So if we cautionously assume that current network has data at 60fps (2 cameras at 30fps each) + we'll get 2 more of similar complexity NNs at another 60 fps (2x repeater + 2x pillars) = 180fps in total + a hopefully simplier wide camera NN and that just leaves the backup camera that has a totally different picture pattern, but on the other hand would not need to be used all the time.
This looks like there's a chance the whole performance would be about where it should be unless they drastically redo their NNs to make them much heavier I imagine.
I think the hardware isn't underpowered at all.
So one very important thing this analysis leaves out is that you're basing your capacity estimate on the current system. Which, as previously discussed, is feeding very low-resolution images. As
@jimmy_d rightly pointed out, NNs often perform quite well on what to people would seem very low-res images, but I also need to point out that the current system (which emulates MobileEye) clearly is looking at only what's pretty much immediately in front of the car, by which I mean objects at rather short range. You can tell when driving this thing that it can't see clearly very far away. If you want long-distance vision (and believe me, for L3+ you
need long-distance vision), you need higher resolution. This is what the long camera is for, after all. From what I can tell from the info on this thread combined with my own experience with AP2, not only is it downsampling the resolution but it's also cropping the image to a narrow window directly in front of the car.
So fixing all of that, required for L3+ (or even just bearable, smooth, reliable L2), is going to dramatically increase the required GPU capacity.
I haven't seen a network that is know to be able to do FSD so it's only speculation on my part, but I'd expect this chip to be able to do it if the FSD algorithm is decently mature.

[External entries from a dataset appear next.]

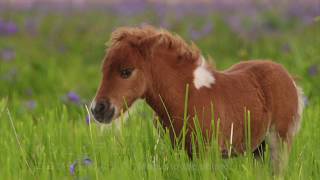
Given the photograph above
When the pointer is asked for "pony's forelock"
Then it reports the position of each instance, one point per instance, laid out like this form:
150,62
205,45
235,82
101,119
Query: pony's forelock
147,38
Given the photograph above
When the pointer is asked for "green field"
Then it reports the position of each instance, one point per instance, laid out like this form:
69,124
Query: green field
49,71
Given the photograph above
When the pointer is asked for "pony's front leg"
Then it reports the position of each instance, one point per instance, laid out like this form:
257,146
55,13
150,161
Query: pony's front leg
279,151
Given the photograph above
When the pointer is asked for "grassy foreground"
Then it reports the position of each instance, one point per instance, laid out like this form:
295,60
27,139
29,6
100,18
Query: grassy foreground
56,70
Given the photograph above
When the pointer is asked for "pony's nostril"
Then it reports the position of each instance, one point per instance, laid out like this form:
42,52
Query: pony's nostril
101,107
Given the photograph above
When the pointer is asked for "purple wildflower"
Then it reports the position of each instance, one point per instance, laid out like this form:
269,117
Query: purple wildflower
88,119
204,31
305,100
11,28
7,54
85,162
286,48
31,104
313,70
31,26
8,28
73,97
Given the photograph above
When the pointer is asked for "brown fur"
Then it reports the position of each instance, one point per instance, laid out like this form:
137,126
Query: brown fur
163,67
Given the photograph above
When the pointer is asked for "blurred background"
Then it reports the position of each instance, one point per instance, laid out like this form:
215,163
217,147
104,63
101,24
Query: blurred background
51,50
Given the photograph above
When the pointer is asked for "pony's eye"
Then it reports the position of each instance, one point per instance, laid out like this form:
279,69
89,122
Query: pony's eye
126,73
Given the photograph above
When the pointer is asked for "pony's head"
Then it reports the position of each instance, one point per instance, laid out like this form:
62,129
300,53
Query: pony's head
127,68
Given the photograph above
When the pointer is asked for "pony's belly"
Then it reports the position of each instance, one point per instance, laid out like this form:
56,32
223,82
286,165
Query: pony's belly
234,125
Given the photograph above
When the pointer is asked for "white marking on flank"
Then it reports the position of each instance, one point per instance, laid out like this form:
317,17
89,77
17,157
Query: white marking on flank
202,76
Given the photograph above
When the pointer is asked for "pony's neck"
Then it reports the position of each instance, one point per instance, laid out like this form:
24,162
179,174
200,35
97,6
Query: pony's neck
167,89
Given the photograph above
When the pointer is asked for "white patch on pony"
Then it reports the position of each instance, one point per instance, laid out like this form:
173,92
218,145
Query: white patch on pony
202,76
123,117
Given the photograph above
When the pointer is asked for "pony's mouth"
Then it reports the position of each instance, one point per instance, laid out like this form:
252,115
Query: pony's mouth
105,117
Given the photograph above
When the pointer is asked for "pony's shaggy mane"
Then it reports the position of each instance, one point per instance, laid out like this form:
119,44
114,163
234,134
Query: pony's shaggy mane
146,38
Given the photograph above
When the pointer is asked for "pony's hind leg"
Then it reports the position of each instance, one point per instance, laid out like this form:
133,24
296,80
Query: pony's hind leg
279,151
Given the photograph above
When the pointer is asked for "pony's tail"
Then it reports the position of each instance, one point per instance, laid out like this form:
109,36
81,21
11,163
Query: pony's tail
300,106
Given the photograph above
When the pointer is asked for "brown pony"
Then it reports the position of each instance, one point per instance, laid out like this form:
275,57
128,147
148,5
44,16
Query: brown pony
155,65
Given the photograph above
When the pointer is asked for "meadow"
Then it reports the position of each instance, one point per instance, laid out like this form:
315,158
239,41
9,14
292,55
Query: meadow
50,69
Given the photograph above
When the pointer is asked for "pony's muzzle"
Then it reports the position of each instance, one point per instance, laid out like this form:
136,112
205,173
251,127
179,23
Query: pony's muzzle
102,111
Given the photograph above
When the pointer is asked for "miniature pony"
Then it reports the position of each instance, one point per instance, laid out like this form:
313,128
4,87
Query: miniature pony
155,65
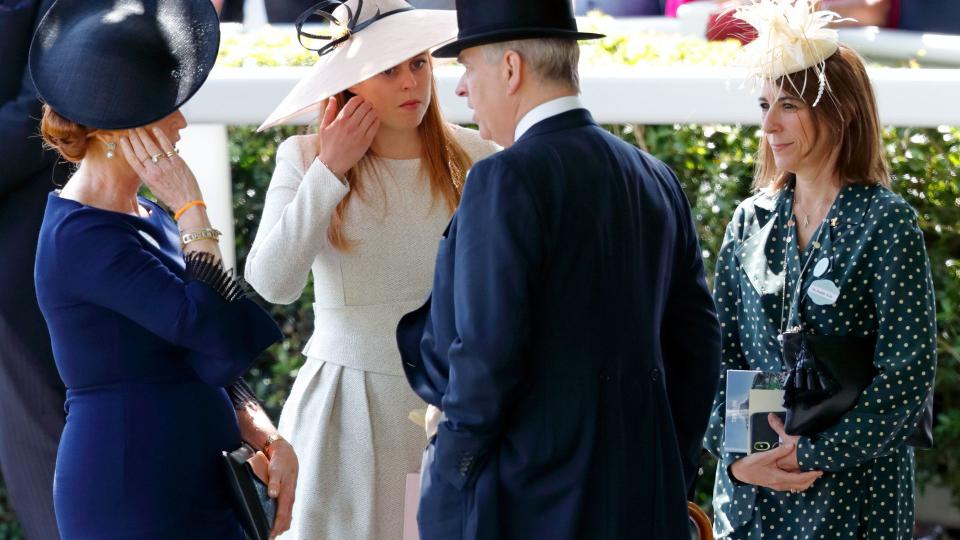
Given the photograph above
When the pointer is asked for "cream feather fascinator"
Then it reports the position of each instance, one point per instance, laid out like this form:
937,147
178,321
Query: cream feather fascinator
792,35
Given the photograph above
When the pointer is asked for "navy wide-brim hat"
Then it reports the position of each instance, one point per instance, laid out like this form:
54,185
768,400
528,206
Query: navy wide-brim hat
492,21
118,64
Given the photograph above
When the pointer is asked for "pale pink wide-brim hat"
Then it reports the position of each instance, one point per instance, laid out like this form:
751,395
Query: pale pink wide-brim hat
397,32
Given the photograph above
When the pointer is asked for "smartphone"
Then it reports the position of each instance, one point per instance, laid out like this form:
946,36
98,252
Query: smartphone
762,436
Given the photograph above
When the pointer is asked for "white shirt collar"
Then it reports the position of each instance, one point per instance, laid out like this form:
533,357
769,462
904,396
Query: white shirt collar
546,110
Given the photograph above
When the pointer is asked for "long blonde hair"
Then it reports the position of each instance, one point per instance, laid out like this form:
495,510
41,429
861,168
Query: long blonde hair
443,160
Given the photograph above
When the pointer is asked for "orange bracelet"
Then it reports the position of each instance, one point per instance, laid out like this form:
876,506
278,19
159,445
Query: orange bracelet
186,207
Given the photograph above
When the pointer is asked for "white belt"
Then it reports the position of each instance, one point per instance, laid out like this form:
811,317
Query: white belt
359,337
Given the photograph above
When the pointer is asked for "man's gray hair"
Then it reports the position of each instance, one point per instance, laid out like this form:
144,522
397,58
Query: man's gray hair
551,59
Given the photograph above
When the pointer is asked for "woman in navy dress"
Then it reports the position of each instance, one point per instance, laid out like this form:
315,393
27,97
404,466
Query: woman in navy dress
150,334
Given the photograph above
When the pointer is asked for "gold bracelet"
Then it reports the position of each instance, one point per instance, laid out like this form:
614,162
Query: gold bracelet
199,234
184,208
270,440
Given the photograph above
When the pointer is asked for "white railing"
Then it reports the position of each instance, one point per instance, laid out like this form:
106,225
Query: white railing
640,94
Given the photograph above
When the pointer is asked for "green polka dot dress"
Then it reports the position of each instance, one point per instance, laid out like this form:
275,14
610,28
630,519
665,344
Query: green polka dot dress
875,255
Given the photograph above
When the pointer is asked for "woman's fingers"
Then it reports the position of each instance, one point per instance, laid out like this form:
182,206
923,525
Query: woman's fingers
352,105
785,481
328,113
138,149
283,483
165,145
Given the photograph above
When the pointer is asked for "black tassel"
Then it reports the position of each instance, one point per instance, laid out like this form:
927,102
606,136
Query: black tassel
242,396
807,383
206,268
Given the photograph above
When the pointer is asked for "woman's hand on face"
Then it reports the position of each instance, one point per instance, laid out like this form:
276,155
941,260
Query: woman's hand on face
761,469
282,483
344,137
168,178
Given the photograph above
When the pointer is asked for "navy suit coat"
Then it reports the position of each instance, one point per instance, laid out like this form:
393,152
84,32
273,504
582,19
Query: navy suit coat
570,341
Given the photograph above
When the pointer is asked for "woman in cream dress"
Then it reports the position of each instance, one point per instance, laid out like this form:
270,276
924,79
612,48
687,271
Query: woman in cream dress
361,205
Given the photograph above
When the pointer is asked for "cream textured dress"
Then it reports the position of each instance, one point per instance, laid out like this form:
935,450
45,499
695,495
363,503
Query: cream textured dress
346,415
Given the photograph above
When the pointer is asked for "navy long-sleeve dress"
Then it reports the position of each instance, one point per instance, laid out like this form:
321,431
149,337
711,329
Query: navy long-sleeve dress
145,348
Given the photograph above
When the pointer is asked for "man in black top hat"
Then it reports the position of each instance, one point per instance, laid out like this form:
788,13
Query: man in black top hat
570,340
31,394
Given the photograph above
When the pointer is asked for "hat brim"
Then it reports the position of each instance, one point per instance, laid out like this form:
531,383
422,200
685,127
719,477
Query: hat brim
48,80
452,50
376,48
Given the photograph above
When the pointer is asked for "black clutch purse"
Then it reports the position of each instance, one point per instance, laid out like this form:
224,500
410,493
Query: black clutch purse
254,508
826,375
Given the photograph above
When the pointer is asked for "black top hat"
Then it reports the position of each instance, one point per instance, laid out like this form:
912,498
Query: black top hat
491,21
117,64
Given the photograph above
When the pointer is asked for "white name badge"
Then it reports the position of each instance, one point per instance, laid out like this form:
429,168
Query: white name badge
823,292
821,267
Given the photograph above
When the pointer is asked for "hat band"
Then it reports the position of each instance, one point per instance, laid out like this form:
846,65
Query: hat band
565,25
325,10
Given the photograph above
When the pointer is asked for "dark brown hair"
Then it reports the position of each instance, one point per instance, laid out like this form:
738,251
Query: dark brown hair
443,159
846,114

Wow. Let me rephrase that for you: "Nobody has ever done anything like this before, despite trying for 30 years, and nobody has even developed algorithms capable of it. Notwithstanding this, I am confident that I know how much computing power is required, based on a cursory analysis of a primitive system that as I'm about to point out is not even of the correct architecture to do the job and looks like it was put together by an intern copying and pasting from Stack Overflow." You're clearly a smart guy who knows more than a little about CV and ML, but this is wild speculation.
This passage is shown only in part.